For Don Demaria, a Lower Keys commercial fisherman and underwater photographer, that’s not the way to go. He and fellow commercial fisherman Mike Laudicina, along with two homeowner associations, filed a lawsuit on July 24, claiming the wastewater numbers are being manipulated to justify shallow wells.

Tom Walker, the Aqueduct Authority’s director of engineering, said there was “absolutely no number manipulation.”

The lawsuit has drawn more dueling interest groups into the fray. Last Stand, an environmental group based in Key West, intervened on behalf of the plaintiffs, claiming treated water at the Cudjoe plant would not meet Florida’s standards for nitrogen and phosphorous.

Reef Relief, another Key West-based group, weighed in on the other side, backing the DEP and the Aqueduct Authority.

“Every delay in the completion and activation of the facility is counterproductive to the goal we have all worked so tirelessly to accomplish,” Reef Relief said in a statement.

LITTLE VENICE

Meanwhile, in parts of the Keys where residents and businesses already are hooked up, water quality appears to be improving. That was documented in Little Venice, a canal-side subdivision in Marathon. Water was tested for three years before a treatment plant was constructed in 2004, and then tested for four years after it was operational.

Tests found a 77 percent decrease in fecal coliform and a 57 percent decrease in enterococci bacteria, both byproducts of human waste.
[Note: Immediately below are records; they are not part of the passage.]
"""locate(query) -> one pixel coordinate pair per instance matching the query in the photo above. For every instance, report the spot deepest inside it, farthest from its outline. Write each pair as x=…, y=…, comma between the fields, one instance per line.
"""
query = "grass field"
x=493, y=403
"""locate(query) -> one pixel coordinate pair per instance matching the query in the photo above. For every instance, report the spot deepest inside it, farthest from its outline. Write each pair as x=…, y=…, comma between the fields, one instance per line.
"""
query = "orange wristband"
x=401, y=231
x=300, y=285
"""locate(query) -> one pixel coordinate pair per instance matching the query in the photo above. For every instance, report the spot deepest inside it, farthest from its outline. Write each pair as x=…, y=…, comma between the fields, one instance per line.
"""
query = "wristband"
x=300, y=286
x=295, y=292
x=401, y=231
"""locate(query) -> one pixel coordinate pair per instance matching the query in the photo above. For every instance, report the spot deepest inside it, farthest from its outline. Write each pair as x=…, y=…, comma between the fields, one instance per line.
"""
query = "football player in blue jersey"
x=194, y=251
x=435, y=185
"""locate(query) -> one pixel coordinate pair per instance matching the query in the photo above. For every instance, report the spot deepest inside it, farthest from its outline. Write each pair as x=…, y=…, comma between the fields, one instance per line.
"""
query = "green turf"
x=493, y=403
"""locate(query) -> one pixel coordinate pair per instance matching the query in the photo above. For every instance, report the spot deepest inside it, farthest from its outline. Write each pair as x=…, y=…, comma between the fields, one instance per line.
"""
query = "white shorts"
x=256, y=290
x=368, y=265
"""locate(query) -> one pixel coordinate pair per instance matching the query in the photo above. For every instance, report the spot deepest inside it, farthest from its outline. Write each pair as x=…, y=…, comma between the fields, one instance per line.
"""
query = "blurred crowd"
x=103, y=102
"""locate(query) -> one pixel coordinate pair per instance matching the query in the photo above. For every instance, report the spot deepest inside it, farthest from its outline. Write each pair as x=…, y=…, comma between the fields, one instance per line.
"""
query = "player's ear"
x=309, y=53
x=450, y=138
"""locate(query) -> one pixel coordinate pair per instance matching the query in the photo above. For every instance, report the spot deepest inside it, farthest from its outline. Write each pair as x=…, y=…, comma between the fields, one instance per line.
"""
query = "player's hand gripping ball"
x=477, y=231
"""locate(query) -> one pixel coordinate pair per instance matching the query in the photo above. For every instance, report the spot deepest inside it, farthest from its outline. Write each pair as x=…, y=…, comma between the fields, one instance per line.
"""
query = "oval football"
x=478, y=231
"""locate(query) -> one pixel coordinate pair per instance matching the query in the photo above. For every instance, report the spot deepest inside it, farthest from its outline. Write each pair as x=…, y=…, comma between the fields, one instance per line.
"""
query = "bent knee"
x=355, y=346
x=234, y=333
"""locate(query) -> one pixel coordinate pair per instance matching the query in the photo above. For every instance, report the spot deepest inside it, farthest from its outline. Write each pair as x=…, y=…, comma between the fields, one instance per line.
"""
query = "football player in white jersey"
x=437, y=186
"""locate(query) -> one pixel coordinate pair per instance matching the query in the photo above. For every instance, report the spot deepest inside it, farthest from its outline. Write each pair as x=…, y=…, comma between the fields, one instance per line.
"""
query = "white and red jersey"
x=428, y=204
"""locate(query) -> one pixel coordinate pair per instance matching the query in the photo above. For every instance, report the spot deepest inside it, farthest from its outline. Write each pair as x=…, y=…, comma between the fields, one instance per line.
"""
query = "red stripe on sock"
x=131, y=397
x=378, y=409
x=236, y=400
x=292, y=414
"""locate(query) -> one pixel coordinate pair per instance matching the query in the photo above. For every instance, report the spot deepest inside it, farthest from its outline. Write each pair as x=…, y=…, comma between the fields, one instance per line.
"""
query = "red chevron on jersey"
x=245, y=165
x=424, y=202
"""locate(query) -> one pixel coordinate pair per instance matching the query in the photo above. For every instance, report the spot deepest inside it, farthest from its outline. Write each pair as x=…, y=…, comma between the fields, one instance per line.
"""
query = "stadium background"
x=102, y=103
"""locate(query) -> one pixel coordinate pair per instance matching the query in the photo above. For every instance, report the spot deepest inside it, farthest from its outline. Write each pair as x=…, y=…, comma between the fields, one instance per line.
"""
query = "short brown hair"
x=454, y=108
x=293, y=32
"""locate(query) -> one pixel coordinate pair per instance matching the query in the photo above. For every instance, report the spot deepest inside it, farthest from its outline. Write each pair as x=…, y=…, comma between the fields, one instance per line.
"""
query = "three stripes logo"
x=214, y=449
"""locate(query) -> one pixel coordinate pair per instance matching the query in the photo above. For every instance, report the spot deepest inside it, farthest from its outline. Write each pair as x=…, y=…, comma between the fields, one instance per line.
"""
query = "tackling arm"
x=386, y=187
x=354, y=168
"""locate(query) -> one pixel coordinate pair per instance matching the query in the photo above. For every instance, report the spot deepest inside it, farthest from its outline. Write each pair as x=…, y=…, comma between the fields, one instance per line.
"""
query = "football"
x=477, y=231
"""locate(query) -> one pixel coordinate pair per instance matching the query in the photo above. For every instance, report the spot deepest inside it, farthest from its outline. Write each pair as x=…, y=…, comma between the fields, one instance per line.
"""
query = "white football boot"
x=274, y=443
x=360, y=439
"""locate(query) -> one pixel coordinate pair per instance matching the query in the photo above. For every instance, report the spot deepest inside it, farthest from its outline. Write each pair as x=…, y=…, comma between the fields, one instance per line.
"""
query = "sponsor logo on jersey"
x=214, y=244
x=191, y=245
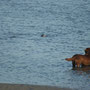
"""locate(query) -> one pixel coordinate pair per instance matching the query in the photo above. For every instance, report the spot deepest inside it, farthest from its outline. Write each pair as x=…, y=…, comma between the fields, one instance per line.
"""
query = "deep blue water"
x=28, y=58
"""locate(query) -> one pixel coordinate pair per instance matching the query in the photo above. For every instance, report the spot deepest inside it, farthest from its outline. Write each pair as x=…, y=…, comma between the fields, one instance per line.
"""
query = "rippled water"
x=28, y=58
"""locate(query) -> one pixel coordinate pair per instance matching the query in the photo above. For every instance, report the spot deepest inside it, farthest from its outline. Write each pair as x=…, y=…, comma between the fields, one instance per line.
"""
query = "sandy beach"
x=28, y=87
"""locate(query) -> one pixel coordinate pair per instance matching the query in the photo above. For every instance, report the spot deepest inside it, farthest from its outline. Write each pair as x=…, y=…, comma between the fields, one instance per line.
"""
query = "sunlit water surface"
x=28, y=58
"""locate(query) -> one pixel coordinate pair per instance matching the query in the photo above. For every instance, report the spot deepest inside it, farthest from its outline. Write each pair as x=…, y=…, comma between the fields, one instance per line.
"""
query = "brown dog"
x=79, y=60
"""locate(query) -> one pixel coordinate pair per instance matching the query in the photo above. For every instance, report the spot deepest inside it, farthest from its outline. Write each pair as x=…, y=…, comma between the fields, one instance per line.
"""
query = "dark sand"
x=28, y=87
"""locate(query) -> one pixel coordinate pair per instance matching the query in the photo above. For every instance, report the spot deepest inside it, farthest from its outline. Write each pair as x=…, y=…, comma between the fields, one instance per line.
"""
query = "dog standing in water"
x=87, y=51
x=80, y=60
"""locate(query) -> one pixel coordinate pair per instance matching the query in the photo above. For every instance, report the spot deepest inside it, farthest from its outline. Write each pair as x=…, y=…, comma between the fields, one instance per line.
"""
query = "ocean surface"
x=28, y=58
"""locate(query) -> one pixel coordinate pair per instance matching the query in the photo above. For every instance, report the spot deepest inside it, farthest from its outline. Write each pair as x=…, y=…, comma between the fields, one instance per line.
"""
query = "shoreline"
x=7, y=86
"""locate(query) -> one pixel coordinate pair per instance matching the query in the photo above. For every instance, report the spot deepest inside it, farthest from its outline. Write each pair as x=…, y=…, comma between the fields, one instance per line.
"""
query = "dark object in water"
x=43, y=35
x=79, y=60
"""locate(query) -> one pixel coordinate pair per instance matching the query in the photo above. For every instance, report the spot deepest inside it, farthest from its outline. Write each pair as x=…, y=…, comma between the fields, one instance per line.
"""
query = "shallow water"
x=28, y=58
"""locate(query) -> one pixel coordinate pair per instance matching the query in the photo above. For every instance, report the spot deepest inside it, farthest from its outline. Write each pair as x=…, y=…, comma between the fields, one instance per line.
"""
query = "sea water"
x=28, y=58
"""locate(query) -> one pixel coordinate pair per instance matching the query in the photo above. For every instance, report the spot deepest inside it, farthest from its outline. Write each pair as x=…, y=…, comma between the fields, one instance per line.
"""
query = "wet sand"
x=28, y=87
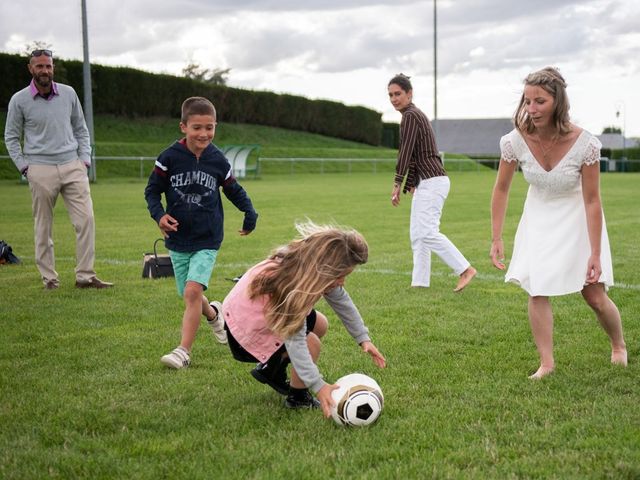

Key Largo resident Stephen Frink, a world-renowned underwater photographer and publisher of Alert Diver magazine, says he personally has seen an improvement in water quality off Key Largo since that town hooked up to a central system.

“While I saw an almost immediate improvement in the canals, this year I also saw new coral growth,” he said. “And I was seeing a lot of really good fish.”

Citing the region’s other challenges, he added: “Sewers won’t fix climate change, overfishing, ocean acidification or the lionfish problem, but putting in sewers is the best thing the Keys has done.”

As the legal challenges inch their way through the courts, work is moving forward on the Cudjoe Regional system. At present, the treatment plant is scheduled to open in February. Households and businesses will hook up in phases after that, with the last ones expected to connect at the end of 2016.

Last week, Zuelch stood on the top of a closed landfill that overlooks crews in hard hats working on the plant. In the distance: a splendid view of Cudjoe Basin, mangrove islands and the Gulf of Mexico.

“This is what it’s all about,” he said. “We all want to protect our beautiful waters.”

On that, at least, everyone seems to agree.

“A billion bucks is a bargain,” said Frink. “It’s so insignificant compared to the importance of the coral reef. It’s unconscionable that it took as long as it did.”